[Feedback] juju resources and upgrade-charm hook

Juju resources and the upgrade-charm event have become a point of contention for us as the number of units in our models have increased.

Problem
The upgrade-charm hook event is dumb in the sense that it is not contextually aware of what is being upgraded. There are a few issues that stem from this that make things really clunky when trying to mitigate resources from a charm author perspective.

In the case of a charm with one or more resources, the charm has no way of knowing which resource is being upgraded, or if it is the charm code itself that is being upgraded.

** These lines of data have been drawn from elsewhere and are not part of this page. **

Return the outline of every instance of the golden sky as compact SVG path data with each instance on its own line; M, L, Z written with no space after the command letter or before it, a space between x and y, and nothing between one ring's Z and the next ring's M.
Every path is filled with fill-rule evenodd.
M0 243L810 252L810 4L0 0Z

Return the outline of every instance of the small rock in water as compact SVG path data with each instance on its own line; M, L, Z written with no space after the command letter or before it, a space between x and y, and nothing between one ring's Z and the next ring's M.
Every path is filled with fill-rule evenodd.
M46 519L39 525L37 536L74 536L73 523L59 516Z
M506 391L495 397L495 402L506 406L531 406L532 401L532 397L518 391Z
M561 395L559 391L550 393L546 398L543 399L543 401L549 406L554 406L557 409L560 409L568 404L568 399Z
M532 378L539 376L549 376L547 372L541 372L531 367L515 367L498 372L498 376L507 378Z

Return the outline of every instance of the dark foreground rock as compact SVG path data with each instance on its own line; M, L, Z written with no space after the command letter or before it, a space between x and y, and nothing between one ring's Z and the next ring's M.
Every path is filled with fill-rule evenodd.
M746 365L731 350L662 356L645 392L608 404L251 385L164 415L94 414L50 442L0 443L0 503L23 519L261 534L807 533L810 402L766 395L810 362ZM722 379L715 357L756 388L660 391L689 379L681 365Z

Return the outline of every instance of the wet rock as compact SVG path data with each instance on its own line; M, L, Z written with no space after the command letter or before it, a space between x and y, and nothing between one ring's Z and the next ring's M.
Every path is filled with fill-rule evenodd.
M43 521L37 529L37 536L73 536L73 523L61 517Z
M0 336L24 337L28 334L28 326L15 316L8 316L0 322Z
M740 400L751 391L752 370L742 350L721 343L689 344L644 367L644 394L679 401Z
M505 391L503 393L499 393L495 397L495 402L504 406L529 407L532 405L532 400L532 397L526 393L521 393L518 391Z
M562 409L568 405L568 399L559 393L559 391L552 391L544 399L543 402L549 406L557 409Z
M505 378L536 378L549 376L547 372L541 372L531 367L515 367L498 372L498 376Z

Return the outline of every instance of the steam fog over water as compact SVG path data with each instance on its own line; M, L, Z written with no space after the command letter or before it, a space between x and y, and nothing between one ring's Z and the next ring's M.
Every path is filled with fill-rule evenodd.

Imagine a case where a charm wants to preform some operation on the resource only if it has changed, and not blindly when the upgrade event/hook fires (possibly only the charm code is being upgraded and we don’t want to do anything to the resources of the charm).

Per this conversation on upgrading charm vs resources it seems there is a path forward where users are storing and checking the sha of the resource to be able to determine if it has changed.

This makes good sense logically, with the exception that resource-get has to run for each resource, for each unit, in order to get the resource local to the unit to be able to check and compare the sha, possibly needlessly if only the charm code has changed.

Using this method, considering a model of 50 units, the juju controllers get entirely stomped handing out a resource to a bunch of asking units. The next thing that happens after the controllers basically go down is that the environment gets stuck in an unusable and unstable state for quite some time while units wait for their resource from the controllers and for the controllers to resume/recover from the load.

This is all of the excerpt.